Why Does This Floating-Point Calculation Give Different Results on Different MAChines

Why does this floating-point calculation give different results on different machines?

Here's an interesting bit of the C# specifiction, from section 4.1.6:

Floating-point operations may be
performed with higher precision than
the result type of the operation. For
example, some hardware architectures
support an “extended” or “long double”
floating-point type with greater range
and precision than the double type,
and implicitly perform all
floating-point operations using this
higher precision type. Only at
excessive cost in performance can such
hardware architectures be made to
perform floating-point operations with
less precision, and rather than
require an implementation to forfeit
both performance and precision, C#
allows a higher precision type to be
used for all floating-point
operations. Other than delivering more
precise results, this rarely has any
measurable effects.

It is possible that this is one of the "measurable effects" thanks to that call to Ceiling.
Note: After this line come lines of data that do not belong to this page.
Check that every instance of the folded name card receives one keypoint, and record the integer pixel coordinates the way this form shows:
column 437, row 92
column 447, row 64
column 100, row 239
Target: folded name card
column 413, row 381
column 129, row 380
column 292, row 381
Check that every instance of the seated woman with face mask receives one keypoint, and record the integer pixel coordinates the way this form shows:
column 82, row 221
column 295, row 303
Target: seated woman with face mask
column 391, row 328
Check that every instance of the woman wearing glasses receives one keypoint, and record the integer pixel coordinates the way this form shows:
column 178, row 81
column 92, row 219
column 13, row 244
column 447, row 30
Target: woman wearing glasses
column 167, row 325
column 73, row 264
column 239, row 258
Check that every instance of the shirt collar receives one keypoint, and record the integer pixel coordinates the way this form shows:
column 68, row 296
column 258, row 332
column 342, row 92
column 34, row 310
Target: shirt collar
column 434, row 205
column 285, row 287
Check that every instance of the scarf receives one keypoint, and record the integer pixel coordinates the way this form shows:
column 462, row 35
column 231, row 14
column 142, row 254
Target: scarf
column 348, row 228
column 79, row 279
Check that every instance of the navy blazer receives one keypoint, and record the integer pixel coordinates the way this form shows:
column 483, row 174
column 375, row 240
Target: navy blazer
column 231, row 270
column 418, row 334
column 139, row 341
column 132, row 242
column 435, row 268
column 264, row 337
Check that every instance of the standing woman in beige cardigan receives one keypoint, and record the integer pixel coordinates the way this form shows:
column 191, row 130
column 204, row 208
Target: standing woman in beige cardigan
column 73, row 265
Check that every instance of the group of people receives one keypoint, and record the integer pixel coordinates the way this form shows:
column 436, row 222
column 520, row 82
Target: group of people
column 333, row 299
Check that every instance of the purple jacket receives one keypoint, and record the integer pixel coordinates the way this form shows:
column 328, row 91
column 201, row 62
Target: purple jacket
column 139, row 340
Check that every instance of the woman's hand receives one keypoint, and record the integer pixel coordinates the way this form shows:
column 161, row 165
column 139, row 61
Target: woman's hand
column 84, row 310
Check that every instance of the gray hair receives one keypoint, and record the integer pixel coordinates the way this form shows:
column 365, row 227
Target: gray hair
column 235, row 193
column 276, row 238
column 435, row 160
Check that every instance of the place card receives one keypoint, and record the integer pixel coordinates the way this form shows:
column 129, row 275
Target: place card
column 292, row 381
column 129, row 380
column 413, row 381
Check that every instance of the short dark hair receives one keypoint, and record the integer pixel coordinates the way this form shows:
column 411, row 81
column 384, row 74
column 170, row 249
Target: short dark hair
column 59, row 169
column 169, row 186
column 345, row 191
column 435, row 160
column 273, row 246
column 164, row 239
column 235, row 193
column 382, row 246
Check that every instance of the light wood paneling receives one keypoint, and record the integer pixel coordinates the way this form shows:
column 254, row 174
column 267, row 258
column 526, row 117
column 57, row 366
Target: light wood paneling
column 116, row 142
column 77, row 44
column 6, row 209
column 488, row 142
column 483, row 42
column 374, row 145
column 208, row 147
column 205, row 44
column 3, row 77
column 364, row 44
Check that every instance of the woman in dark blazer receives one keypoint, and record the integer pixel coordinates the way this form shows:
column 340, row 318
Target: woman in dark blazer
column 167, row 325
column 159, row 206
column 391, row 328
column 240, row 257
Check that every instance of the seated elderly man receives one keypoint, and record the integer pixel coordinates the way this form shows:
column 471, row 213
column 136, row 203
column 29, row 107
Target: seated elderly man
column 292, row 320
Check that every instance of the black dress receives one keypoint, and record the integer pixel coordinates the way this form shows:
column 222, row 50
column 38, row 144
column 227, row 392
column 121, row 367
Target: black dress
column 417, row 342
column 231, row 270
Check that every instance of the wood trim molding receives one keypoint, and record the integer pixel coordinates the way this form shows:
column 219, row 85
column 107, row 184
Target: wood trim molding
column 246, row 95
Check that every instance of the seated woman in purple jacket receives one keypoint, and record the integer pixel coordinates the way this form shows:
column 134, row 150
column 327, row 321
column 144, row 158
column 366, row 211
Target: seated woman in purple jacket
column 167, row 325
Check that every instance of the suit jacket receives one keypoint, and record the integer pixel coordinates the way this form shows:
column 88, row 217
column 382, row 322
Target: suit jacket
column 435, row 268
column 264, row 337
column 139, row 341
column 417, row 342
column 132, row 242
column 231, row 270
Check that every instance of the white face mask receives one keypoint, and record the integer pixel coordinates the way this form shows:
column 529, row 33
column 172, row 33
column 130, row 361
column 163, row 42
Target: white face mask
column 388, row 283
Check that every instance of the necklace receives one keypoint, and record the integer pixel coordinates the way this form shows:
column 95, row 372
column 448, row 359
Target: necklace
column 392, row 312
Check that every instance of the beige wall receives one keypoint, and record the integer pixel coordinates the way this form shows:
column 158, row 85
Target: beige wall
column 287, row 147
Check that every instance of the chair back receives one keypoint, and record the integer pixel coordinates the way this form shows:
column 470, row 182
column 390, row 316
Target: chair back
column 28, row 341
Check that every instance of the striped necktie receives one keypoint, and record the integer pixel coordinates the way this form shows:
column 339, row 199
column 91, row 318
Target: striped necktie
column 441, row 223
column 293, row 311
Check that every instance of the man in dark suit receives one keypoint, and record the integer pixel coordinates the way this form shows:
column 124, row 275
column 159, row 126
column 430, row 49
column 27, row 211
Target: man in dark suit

Taking the ceiling of a floating point number, as others have noted, magnifies a difference of 0.000000002 by nine orders of magnitude because it turns 15.99999999 into 16 and 16.00000001 into 17. Two numbers that differ slightly before the operation differ massively afterwards; the tiny difference might be accounted for by the fact that different machines can have more or less "extra precision" in their floating point operations.

Some related issues:

  • C# XNA Visual Studio: Difference between "release" and "debug" modes?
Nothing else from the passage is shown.